Nous appelons la Conférence des présidents à examiner attentivement les conséquences de cette décision pour la crédibilité du Parlement européen et sa capacité à exercer ses prérogatives à l’avenir.
Les représentants du groupe informel
Krzysztof HETMAN (PPE, PL)
Benoît CASSART (Renew, BE)
Chloé RIDEL (S&D, FR)
Majdouline SBAI (Verts/ALE, FR)
Manon AUBRY (Gauche, FR)
Céline IMART (PPE, FR)
Ciaran MULLOOLY (Renew, IE)
Jean-Marc GERMAIN (S&D, FR)
Saskia BRICMONT (Verts/ALE, BE)
Lynn BOYLAN (Gauche, IE)
Annexe
• Conformément à l’article 218, paragraphe 11, du TFUE, « un État membre, le Parlement européen, le Conseil ou la Commission peuvent demander à la Cour de justice de se prononcer sur la compatibilité d’un accord envisagé avec les traités ». Les juristes ont qualifié cette prérogative de « contrôle préventif ex ante » des accords internationaux. Il n’est fait mention nulle part d’une institution liée à une autre pour solliciter un tel avis.

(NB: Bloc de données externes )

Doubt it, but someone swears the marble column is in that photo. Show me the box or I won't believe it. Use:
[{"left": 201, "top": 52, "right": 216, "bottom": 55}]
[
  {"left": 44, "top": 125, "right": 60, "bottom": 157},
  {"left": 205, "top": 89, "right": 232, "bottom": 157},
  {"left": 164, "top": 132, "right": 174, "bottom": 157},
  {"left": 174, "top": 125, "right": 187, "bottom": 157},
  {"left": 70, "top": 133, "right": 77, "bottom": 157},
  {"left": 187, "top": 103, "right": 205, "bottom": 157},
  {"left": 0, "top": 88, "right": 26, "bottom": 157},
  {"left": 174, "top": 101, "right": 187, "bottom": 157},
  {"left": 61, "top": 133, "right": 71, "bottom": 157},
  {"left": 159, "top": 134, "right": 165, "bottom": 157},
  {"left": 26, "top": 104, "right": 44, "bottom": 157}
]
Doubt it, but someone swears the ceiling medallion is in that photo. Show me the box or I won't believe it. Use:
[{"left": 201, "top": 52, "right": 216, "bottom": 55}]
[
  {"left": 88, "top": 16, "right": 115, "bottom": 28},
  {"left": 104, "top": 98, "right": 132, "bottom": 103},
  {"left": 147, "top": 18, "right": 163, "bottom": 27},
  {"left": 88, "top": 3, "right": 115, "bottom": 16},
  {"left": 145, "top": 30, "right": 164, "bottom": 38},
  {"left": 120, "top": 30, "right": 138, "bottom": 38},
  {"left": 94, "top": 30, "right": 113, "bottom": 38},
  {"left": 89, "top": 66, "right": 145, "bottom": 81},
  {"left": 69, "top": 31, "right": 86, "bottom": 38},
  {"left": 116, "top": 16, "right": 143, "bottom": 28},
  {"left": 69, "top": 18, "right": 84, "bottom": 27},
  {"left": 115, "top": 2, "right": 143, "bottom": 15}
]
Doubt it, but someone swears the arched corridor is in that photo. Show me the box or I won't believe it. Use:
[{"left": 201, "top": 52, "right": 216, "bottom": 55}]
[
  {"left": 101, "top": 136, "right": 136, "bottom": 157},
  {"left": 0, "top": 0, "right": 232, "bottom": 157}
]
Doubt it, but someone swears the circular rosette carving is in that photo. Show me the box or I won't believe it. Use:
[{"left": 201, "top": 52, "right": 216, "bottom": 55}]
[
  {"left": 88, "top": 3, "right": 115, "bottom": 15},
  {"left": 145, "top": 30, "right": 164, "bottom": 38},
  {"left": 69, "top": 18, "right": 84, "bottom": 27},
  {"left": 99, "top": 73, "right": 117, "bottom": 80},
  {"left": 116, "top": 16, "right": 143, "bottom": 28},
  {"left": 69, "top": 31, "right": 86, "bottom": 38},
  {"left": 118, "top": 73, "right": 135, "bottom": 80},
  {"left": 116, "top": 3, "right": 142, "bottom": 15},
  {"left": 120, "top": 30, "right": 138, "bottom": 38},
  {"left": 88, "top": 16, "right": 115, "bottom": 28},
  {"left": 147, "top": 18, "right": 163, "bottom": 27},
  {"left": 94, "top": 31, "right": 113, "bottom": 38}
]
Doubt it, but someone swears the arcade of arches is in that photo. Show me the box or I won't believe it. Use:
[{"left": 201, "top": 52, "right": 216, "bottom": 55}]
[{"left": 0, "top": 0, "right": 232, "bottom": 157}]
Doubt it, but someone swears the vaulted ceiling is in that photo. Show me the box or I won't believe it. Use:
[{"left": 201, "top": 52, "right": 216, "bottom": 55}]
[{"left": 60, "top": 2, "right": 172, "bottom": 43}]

• Conformément à l’article 117 du règlement intérieur du Parlement européen, « à tout moment avant que le Parlement ne se prononce sur une demande d’approbation ou d’avis, la commission compétente, ou au moins un dixième des membres qui composent le Parlement, peut proposer que le Parlement demande à la Cour de justice de rendre un avis sur la compatibilité d’un accord international avec les traités ». En tout état de cause, la prérogative du Parlement conférée par les traités ne peut être limitée par une interprétation de nos règles internes, celles-ci étant de rang inférieur dans la hiérarchie des normes. Elle ne peut pas non plus être limitée par les actions des autres institutions.
• La CJUE, dans son avis 2/94, CEDH, a déjà souligné qu’elle peut rendre un avis lorsque le texte (préliminaire) de cet accord est rédigé.
• Il existe même un précédent, puisque le Parlement européen a adopté, le 4 avril 2019, une résolution demandant à la CJUE de se prononcer sur la compatibilité avec les traités des propositions d’adhésion de l’UE à la convention d’Istanbul avant que le Conseil n’envoie les documents relatifs à la procédure de consentement.
• Le processus d’élaboration d’une résolution accompagnant l’accord avec le Mercosur a déjà commencé au niveau des commissions, de sorte que le Parlement ne peut, d’une part, ne pas consulter la CJUE et, d’autre part, poursuivre ses travaux en vue de l’adoption de l’accord. Il devrait y avoir une certaine cohérence au niveau du PE.